プミポン国王誕生日(父の日・国家記念日)とは
「プミポン国王誕生日」(His Majesty King Bhumibol Adulyadej The Great's Birthday / วันคล้ายวันพระบรมราชสมภพ)は、毎年12月5日に祝われるタイの祝日です。1927年12月5日に生まれ、2016年10月13日に崩御されたプミポン・アドゥンヤデート国王(ラマ9世)の誕生日を記念するこの日は、父の日および国家記念日としても祝われるタイで最も重要な祝日のひとつです。
※崩御=国王や天皇がお亡くなりになること
プミポン国王誕生日の歴史的背景
プミポン・アドゥンヤデート国王(1927年〜2016年)は、1946年から2016年までの70年間にわたってタイを統治し、タイ史上最長の在位期間を誇る国王です。国民から「お父さん」として深く慕われ、その死はタイ国民に深い悲しみをもたらしました。
- 父の日との関係:プミポン国王は国民から「お父さん」として慕われていたため、国王の誕生日である12月5日が父の日として制定されました。同様に、プミポン国王の王妃にあたるシリキット王太后の誕生日(8月12日)が母の日と制定されています。父の日には父や祖父に感謝を示すため、男性らしさと強さを象徴するカンナの花(ดอกพุทธรักษา)を贈る習慣があります。
※王妃=国王の妻 - 国家記念日としての制定:2017年にワチラロンコン国王(ラマ10世)の命により、12月5日はプミポン国王誕生日・父の日・国家記念日として正式に制定されました。国家記念日(National Day / วันชาติ)とはタイという国家そのものを祝い、国民の団結と誇りを確認する日です。プミポン国王の偉大な功績と国民への深い愛情を称え、タイ国民が一体となって国を祝う日として広く親しまれています。
- 4,000以上の王室プロジェクト:プミポン国王は在位中に農業・教育・医療・環境など4,000以上の王室プロジェクトを推進し、タイ国民の生活向上に生涯を捧げました。その中でも代表的な思想として「充足経済哲学(เศรษฐกิจพอเพียง / Sufficiency Economy Philosophy)」があります。仏教の「中道」の考え方に基づき、過剰な生産と消費を戒め、ほどほどの経済活動を勧めるこの思想は、1997年のアジア通貨危機をきっかけに国家経済開発計画に取り入れられ、現在もタイ全土で広く受け継がれています。
- ジャズミュージシャンとしての一面:プミポン国王は優れたジャズミュージシャンでもあり、約49曲を作曲しました。1950年代には宮殿内のラジオ局で自らのジャズバンドで演奏するなど、多才な人物としても知られています。

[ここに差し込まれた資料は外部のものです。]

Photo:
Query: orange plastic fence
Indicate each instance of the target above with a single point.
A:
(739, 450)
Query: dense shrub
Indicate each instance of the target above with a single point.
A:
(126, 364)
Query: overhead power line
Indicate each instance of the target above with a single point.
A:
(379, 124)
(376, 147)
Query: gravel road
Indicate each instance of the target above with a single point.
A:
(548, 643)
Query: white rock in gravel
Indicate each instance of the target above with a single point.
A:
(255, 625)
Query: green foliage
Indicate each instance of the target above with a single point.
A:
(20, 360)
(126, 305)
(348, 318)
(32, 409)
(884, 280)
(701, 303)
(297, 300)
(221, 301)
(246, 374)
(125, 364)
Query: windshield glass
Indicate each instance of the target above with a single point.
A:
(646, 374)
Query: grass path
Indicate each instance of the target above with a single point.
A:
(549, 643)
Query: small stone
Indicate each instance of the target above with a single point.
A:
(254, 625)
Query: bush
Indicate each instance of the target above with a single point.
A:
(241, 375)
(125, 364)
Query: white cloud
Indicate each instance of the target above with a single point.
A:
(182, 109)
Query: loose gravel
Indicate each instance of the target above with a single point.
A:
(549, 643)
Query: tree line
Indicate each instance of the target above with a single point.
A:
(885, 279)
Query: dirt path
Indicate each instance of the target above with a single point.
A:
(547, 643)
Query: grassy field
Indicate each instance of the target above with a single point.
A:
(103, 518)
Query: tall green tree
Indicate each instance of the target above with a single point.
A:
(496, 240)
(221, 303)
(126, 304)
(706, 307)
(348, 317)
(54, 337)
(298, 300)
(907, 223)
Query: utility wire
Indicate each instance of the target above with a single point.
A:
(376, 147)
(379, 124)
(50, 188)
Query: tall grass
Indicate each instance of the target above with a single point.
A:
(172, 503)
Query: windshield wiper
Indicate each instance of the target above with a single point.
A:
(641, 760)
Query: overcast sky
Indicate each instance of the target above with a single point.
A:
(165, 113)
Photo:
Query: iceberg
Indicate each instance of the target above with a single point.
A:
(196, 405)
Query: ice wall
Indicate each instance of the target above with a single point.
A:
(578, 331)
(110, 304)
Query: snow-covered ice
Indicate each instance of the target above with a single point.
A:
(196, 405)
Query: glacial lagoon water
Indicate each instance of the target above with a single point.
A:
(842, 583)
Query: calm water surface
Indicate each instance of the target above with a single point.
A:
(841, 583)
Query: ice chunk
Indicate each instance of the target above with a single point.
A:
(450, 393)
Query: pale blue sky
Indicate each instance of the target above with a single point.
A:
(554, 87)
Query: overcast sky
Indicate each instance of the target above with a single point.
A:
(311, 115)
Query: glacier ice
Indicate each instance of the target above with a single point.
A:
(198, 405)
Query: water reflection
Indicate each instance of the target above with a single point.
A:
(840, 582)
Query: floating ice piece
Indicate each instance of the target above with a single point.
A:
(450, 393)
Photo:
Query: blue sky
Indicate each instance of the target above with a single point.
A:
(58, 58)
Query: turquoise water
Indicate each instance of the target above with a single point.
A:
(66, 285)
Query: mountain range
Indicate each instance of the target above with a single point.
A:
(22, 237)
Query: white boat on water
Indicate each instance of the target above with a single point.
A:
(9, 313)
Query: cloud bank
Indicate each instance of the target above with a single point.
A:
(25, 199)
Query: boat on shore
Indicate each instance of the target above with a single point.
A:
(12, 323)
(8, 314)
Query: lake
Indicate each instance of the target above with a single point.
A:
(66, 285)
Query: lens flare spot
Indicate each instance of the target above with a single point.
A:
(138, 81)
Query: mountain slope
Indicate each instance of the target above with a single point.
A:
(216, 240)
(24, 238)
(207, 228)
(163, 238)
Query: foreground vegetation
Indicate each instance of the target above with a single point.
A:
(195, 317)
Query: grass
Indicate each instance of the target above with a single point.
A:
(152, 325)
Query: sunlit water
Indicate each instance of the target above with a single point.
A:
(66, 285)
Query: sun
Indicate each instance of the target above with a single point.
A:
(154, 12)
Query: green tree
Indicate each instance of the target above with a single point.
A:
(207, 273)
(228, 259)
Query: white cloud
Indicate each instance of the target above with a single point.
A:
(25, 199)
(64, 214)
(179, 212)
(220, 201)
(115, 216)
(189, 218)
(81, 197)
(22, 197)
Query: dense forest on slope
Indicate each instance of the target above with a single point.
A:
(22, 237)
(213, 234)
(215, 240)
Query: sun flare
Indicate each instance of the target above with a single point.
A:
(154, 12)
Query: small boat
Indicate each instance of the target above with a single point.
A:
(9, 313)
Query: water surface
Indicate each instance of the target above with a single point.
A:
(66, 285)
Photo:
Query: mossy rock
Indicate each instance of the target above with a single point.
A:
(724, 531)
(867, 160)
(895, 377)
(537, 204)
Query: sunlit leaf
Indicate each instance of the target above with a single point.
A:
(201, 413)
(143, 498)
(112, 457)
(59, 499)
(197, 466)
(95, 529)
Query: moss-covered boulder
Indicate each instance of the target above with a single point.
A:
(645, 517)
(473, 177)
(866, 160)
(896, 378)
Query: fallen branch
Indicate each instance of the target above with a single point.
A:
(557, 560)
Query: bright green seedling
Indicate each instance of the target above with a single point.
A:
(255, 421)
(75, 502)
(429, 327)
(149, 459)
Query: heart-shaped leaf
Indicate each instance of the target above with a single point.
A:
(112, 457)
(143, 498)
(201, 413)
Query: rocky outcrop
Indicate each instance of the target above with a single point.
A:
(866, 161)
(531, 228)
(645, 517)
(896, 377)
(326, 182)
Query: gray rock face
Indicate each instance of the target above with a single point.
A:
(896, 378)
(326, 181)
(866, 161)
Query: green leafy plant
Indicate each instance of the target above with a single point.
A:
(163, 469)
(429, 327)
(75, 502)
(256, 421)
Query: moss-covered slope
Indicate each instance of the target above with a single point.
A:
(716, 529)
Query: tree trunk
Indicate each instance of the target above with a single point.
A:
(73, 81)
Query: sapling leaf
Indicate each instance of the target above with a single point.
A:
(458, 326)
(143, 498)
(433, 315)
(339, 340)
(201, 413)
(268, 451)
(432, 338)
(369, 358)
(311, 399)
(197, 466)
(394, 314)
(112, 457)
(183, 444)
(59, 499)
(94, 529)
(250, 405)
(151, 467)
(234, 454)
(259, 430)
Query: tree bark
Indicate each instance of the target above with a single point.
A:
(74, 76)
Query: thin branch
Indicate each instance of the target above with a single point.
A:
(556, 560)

- シンボルカラーは黄色:プミポン国王が生まれた曜日である月曜日のシンボルカラーは黄色です。12月5日には多くのタイ国民が国王への敬意を示すため黄色の服を着ます。
プミポン国王誕生日の過ごし方
プミポン国王誕生日には全国各地で記念行事が行われます。
- 献花と追悼式典:バンコクのサナム・ルアン(王宮前広場)やラマ9世記念公園をはじめ、全国各地でプミポン国王への献花式典が行われます。各県庁や海外のタイ大使館でも同様の式典が開催されます。

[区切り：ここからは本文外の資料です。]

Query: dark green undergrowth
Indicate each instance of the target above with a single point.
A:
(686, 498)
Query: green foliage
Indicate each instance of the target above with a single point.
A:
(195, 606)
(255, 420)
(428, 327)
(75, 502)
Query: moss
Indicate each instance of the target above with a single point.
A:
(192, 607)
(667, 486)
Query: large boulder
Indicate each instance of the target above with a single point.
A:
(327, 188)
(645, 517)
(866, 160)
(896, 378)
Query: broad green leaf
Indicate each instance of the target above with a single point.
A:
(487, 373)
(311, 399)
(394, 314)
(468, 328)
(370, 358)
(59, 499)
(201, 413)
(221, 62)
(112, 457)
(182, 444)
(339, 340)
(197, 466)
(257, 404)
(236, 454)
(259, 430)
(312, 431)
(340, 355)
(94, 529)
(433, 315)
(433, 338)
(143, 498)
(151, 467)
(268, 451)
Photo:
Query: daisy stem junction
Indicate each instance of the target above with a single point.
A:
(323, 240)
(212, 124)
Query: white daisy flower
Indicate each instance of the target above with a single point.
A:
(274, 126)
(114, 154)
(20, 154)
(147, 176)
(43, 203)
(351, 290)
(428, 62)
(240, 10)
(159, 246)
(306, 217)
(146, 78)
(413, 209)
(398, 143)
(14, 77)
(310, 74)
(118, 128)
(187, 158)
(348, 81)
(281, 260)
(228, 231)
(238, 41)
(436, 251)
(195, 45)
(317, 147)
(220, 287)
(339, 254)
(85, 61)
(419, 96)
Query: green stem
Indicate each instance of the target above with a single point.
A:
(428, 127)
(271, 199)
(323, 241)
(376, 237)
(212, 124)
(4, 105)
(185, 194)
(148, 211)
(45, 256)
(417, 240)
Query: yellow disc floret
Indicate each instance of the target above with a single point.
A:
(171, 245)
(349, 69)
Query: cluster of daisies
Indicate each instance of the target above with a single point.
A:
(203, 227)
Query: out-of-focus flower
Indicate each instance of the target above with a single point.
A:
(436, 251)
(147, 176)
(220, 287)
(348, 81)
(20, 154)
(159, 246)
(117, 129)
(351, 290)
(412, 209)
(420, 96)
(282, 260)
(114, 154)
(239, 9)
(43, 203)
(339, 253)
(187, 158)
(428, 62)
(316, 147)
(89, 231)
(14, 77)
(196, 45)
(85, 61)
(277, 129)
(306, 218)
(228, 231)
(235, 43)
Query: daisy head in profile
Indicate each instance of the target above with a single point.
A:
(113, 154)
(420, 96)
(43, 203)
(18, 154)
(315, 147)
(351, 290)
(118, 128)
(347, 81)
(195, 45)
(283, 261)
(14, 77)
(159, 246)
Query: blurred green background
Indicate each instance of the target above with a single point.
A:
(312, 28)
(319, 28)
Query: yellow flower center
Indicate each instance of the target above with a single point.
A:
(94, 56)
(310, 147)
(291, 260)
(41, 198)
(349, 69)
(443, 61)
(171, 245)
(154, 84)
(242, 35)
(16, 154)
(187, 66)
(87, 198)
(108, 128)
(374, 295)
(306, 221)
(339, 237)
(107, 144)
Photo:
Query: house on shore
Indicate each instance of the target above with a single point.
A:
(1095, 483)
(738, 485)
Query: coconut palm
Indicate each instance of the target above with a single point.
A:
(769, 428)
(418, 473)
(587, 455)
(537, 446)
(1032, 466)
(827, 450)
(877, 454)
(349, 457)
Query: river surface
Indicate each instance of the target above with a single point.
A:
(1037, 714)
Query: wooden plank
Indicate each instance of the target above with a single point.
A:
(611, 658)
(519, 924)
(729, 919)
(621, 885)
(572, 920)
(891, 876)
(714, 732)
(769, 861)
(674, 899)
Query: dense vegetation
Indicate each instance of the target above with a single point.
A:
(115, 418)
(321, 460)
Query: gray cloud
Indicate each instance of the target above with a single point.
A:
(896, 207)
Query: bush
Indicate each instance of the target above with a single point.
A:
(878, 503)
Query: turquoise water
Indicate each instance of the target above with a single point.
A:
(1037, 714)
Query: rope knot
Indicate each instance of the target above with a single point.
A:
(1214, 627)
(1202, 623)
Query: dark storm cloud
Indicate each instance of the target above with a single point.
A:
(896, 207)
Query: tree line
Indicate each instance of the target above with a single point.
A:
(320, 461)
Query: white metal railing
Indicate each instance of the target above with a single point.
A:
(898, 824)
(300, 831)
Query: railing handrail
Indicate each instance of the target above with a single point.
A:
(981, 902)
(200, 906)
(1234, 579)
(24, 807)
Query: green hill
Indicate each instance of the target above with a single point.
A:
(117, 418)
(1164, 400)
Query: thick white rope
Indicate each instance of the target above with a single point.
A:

- ろうそく式典:夜になるとろうそくを灯して国王を追悼する式典が各地で行われます。バンコクのラチャダムヌン通りや王宮周辺は美しいイルミネーションで彩られます。
- 父の日の行事:家族が集まり父や祖父への感謝を示す日でもあります。父の日にはカンナの花を父親に贈る習慣があります。BTSスカイトレインでは父と子どもが一緒に乗車する場合、父の日に無料乗車サービスが提供されることがあります。

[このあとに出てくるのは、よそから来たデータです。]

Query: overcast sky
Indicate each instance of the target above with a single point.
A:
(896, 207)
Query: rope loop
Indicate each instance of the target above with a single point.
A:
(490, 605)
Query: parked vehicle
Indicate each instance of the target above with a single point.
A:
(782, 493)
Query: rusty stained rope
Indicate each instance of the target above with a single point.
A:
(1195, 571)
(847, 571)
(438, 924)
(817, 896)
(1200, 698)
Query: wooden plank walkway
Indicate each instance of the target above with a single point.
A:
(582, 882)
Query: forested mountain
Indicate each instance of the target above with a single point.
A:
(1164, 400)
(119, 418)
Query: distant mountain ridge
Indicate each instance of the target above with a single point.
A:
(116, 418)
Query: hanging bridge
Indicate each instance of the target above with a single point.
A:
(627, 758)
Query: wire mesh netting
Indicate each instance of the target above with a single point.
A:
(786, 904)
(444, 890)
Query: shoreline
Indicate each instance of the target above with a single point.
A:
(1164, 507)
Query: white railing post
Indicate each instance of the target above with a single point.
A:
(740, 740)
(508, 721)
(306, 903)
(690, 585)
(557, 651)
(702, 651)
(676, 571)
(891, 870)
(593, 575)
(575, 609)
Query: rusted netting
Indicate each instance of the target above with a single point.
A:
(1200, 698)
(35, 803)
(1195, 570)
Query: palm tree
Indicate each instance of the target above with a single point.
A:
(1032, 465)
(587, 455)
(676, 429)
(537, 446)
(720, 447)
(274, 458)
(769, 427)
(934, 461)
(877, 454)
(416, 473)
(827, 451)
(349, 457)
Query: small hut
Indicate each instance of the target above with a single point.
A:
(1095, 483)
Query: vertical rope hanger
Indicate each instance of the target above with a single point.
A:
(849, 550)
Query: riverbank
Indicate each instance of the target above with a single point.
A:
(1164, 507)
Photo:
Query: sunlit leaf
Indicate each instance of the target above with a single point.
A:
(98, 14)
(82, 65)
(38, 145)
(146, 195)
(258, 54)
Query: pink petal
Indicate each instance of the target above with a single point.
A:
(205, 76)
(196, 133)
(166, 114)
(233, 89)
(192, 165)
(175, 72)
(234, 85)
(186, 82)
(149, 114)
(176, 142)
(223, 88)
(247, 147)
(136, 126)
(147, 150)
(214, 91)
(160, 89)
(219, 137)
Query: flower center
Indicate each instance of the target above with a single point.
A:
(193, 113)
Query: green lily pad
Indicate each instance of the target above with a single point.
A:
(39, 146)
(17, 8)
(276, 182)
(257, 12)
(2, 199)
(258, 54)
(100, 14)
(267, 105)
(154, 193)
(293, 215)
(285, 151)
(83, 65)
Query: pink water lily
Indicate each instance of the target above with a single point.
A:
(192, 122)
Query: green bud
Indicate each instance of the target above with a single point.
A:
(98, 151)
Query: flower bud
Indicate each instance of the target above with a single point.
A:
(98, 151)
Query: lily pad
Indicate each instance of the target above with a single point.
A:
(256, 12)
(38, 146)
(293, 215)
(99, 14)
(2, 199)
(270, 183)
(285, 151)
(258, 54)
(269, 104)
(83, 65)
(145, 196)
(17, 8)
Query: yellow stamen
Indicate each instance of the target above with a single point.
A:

- 黄色の服装:プミポン国王のシンボルカラーである黄色の服を着て敬意を示す国民が多く見られます。官公庁や建物も黄色の装飾で彩られます。
- 公共サービスの休業:国定祝日のため官公庁・学校・銀行は休みとなります。
観光・滞在時のアドバイス
プミポン国王誕生日の時期にタイを訪れる際、知っておくと便利なポイントをまとめました。
- 王室への敬意:タイでは王室を批判する言動は不敬罪として法律で厳しく禁じられています。国王の肖像や記念品を丁重に扱いましょう。
- 服装:式典や献花場所を訪れる際は黄色や黒・白など落ち着いた色の服装が望ましいです。
- アルコールの販売:地域によってはアルコールの販売が制限される場合があります。事前に確認しておくことをおすすめします。
- 混雑:バンコクの王宮周辺やサナム・ルアンは多くの参拝者で混雑します。早めの訪問をおすすめします。